If you’ve been doing your research on what to eat to see maximum results from your fitness plan, you likely know that getting enough protein will be essential to your success.

Protein is going to provide the building blocks necessary to support lean muscle growth and tissue repair after each intense workout that you do. But is it enough to just eat chicken breast after chicken breast?

To really see the most optimal results possible, it’ll be important that you are getting a variety of protein in and possibly considering branched chain amino acid supplementation.

Let’s look at why this is so that you can understand the full picture.

Essential Versus Non-Essential Amino Acids

The first thing that you need to realize is the fact that there are both essential and non-essential amino acids. What’s the difference? It’s not that you do not need the non-essential amino acids to sustain life, it’s that your body can manufacture these non-essential amino acids out of other amino acids that you provide it. So you do not need to get those amino acids through your food intake.

The essential amino acids however, unless they come in via food or supplement, you will need another source.

These essential amino acids include isoleucine, leucine, lysine, methionine, phenylalanine, threonine, tryptophan, as well as valine.

Getting Your Amino Acids In

Now, if you eat a relatively mixed diet plan complete with a number of sources of protein such as chicken, beef, eggs, and dairy, you shouldn’t have too much of an issue getting the full spectrum of 21 amino acids in.

Likewise, if you use a quality whey protein powder, that protein powder will also usually have all the key amino acids that you need to be consuming in favorable dosages.

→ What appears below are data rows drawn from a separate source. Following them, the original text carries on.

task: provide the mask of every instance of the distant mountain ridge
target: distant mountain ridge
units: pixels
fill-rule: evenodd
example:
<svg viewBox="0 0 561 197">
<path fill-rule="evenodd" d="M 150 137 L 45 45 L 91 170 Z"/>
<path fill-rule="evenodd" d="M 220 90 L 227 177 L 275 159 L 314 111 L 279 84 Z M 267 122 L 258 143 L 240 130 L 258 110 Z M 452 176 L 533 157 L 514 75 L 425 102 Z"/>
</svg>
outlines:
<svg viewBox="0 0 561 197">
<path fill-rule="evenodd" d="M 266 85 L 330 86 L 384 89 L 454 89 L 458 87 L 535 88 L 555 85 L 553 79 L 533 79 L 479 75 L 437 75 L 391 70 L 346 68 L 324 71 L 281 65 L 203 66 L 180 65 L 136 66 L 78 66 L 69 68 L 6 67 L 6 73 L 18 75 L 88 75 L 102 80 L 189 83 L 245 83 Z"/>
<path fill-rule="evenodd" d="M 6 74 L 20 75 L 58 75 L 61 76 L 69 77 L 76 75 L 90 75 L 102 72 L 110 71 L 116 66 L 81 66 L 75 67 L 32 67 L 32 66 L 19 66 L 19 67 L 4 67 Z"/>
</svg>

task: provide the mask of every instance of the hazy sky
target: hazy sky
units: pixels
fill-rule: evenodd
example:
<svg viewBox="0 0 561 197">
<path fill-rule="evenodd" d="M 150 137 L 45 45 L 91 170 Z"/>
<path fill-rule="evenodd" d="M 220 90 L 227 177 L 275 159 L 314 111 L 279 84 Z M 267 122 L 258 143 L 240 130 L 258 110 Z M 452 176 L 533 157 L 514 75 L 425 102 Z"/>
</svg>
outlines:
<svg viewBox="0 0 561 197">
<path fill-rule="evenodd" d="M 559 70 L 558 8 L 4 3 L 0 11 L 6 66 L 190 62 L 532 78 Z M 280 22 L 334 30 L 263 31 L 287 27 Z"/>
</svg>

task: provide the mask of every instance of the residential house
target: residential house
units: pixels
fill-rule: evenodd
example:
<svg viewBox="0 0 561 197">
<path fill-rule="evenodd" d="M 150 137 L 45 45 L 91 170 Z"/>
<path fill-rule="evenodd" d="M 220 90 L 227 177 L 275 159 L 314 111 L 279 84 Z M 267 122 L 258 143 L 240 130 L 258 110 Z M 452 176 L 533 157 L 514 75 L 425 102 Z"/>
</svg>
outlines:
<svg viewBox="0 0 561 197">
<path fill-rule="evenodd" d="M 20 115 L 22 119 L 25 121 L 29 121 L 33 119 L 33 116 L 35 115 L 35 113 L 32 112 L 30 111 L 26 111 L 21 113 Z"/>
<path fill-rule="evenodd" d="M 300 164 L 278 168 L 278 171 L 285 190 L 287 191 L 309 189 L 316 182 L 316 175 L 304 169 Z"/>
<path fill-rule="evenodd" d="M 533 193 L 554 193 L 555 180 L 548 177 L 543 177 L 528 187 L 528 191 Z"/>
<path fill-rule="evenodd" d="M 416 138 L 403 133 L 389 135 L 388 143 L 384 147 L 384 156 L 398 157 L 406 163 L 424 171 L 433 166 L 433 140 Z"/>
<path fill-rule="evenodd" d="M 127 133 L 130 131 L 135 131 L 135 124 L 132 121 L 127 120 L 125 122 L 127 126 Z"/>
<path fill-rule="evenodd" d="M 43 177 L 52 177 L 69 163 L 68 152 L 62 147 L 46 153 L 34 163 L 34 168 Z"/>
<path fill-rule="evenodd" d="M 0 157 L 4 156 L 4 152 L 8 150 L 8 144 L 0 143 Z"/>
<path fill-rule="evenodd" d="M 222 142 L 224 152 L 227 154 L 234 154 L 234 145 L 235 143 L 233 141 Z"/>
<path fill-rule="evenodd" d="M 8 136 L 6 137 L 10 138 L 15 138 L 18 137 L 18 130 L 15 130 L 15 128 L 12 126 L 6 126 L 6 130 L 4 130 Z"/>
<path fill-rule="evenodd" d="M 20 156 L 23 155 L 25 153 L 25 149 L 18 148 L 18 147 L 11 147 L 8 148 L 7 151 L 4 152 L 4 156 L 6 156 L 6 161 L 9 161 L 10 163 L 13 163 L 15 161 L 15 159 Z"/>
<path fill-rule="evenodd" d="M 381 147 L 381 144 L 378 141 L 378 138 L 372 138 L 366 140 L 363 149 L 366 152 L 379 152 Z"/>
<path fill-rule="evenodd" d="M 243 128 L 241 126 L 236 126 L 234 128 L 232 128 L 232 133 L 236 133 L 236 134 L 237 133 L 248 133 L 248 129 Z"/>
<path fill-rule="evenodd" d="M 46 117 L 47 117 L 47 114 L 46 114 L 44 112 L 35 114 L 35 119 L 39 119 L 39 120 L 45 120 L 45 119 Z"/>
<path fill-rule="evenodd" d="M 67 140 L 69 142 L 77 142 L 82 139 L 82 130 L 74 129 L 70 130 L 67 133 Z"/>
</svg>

But, for those who are training at a very intense pace and volume, this may still not be enough. There are certain amino acids (leucine, isoleucine, and valine) are broken down at a rapid rate during exercise and if you are training often, you may be depleting your stores. Even with the incoming amino acids from your whey and protein rich foods, it may still not be enough.

Enter BCAA’s

Which now brings us to how BCAA’s or branched chain amino acids fit into the picture. These are the three specific amino acids noted above – leucine, isoleucine, and valine in a highly digestible format.

These three amino acids play a special role in the muscle tissue as they help provide energy, increase repair and damage, and can also help you feel stronger as well during the exercise session itself. Additionally, these amino acids may also help stimulate the release of human growth hormone, which is a powerful hormone that can really have a strong influence on muscle building.

As such, many athletes will find it very beneficial to consider supplementing with BCAA’s before, during, or after their exercise sessions. They often come in powder form (however you can also purchase them in capsule form) and you will sip that powder mixed with water during your workout session.

For strength training workouts, BCAA is key. During strength training you are more likely to see the tissue breakdown that then requires rebuilding, thus this is where BCAA’s really shine.

Dosage Information

So if you decide you do want to use BCAA’s, how much should you take? You should consider aiming for around 20 to 40 capsules before each workout session, or around 6-15 grams if using BCAA’s in powdered format.

And remember, this assumes you are already eating a healthy diet plan. If you are failing to get in sufficient protein from whole food sources or whey protein powder, you may require more BCAA’s and even then, you will still be missing out on some of the other essential amino acids your body needs.

A mix of a balanced diet and BCAA supplementation for strength training is key.

So keep these points in mind. If you have never considered BCAA’s, now might be the time to start.